I enjoyed reading Flood Song last week. Bitsui’s poems contain what many might consider traditional imagery, color and spirituality. But his poems go further, taking the traditional out of its comfortable contexts, and dropping it into a disconcerting contemporary environment. There is a matter-of-fact, beautifully rendered rage in the poems that transfers to you, the “innocent” reader, until you become, at the very least, a little alarmed. Jim is right when he mentions the constant shifts of the poems. First, you’re given a solid footing, but then “There is no sign of the trail leading out.” Every poem, and almost every line, uses specific, clear language from our natural and contemporary worlds, which is then mixed with varying degrees of violence.

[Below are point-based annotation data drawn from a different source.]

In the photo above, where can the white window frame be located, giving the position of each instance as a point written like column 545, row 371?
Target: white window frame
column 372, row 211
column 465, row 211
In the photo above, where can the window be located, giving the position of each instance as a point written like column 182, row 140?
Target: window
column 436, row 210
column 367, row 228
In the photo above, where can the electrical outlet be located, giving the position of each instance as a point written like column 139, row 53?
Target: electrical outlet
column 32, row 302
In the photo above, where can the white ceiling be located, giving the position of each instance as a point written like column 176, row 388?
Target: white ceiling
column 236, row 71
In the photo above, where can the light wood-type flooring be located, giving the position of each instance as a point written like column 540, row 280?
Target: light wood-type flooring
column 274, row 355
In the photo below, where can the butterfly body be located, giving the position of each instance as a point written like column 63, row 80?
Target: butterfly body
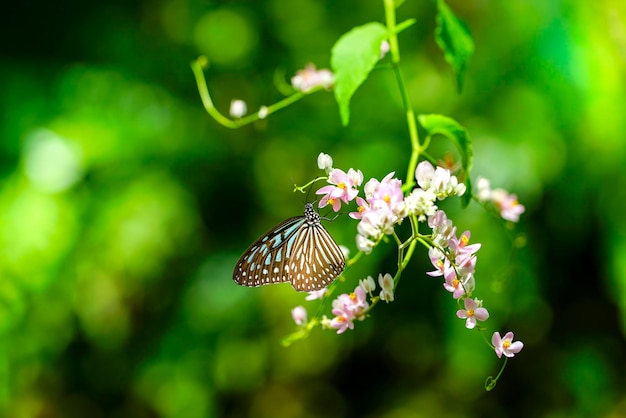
column 299, row 250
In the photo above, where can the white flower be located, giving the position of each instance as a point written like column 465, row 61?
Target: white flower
column 421, row 203
column 368, row 284
column 325, row 162
column 364, row 244
column 386, row 283
column 299, row 315
column 307, row 79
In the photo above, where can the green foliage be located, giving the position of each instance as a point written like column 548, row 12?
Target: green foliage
column 454, row 39
column 116, row 296
column 444, row 125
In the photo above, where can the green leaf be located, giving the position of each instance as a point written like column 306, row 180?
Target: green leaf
column 439, row 124
column 453, row 37
column 353, row 57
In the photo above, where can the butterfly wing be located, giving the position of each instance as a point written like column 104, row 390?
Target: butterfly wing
column 316, row 261
column 267, row 259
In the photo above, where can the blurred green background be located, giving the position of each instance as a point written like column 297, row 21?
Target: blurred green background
column 124, row 207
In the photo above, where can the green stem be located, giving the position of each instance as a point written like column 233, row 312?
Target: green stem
column 198, row 66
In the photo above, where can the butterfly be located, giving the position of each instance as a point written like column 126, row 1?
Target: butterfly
column 299, row 250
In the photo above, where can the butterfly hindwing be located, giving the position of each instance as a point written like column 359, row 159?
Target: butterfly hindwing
column 298, row 250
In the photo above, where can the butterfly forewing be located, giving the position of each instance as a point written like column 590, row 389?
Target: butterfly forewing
column 318, row 262
column 298, row 250
column 266, row 259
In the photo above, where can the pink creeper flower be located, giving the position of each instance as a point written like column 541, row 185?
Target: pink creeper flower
column 325, row 162
column 387, row 284
column 307, row 79
column 459, row 286
column 506, row 345
column 383, row 208
column 343, row 188
column 238, row 108
column 299, row 315
column 473, row 311
column 508, row 205
column 368, row 284
column 346, row 308
column 510, row 208
column 316, row 294
column 460, row 246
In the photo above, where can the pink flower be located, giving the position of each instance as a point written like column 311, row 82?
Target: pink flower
column 299, row 315
column 316, row 294
column 343, row 188
column 506, row 345
column 443, row 229
column 460, row 245
column 387, row 284
column 309, row 78
column 440, row 262
column 473, row 311
column 341, row 323
column 348, row 307
column 325, row 162
column 363, row 206
column 368, row 284
column 466, row 264
column 457, row 286
column 386, row 194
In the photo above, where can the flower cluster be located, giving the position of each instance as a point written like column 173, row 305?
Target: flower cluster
column 506, row 203
column 350, row 307
column 383, row 205
column 453, row 258
column 307, row 79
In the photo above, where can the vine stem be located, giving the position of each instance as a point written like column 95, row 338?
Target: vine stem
column 198, row 65
column 392, row 35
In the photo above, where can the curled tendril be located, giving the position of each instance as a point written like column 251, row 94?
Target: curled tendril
column 201, row 63
column 491, row 382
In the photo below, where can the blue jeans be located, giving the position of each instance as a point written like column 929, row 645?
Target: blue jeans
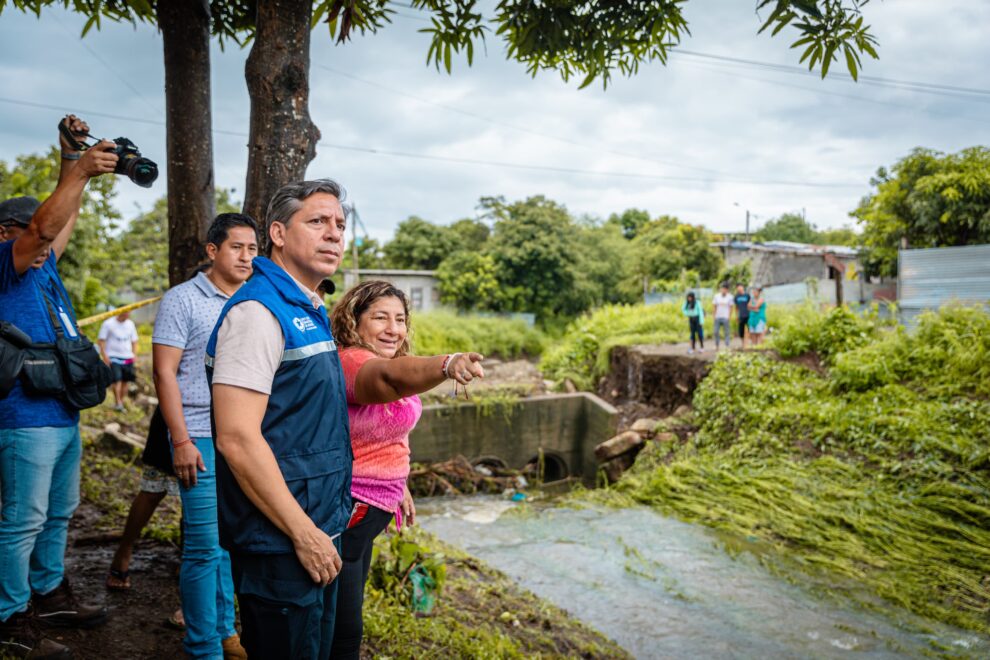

For instance, one poem’s first line begins: “It is here that they scoop gr…,” but the poem isn’t talking about grain; that line ends with “[gr]anite stones from your chest.” Ouch. Here’s another more subtle example that comes from about the middle of one of the groups of untitled poems in the book:

Scraping rough with smooth,
the mind pillboxes the scent of cactus wren
and wraps it with strands of neon vapor.

Dinetah*—scratched out
from the eye with juniper bark—
hunches with engine sweat
curling out of its collar,
its owner—a leash without a hand—
bleeds gasoline
when lathered with a blur of red bricks.

When you’re through reading this poem, you get it, even though you may not understand all the details. Take another look, and it’s possible to understand the details, too. If you read one of Bitsui’s poems as if it were arithmetic, you might come away breathless. By the time you get to the end of a poem, the accumulation of cultural references, nuance and plain speaking, have the effect of leaving one out of breath, or with that strange feeling of semi-asphyxiation. And what about that verb “pillboxes?” What happens in these poems is the same thing that happens when a fist-sized snowball rolls to the bottom of a hill… there is an increase in mass that is wonderful to watch, yet has terrible uncontrollable thrust. The cultural references are sometime obvious, sometimes not, but Bitsui often refers to both the contemporary and the historical at the same time, which is something that can make a lot of sense in poetry. A great novel creates a suspenseful experience, where the reader just can’t wait to get at the next chapter. In Bitsui’s poems, this exhilarating suspense is so condensed, it happens between words. The enjoyment of reading Bitsui’s Flood Song, isn’t just between the lines.

For more information about Sherwin Bitsui, go to his website: www.bitsui.com.

* Dinétah is the homeland of the Navajo.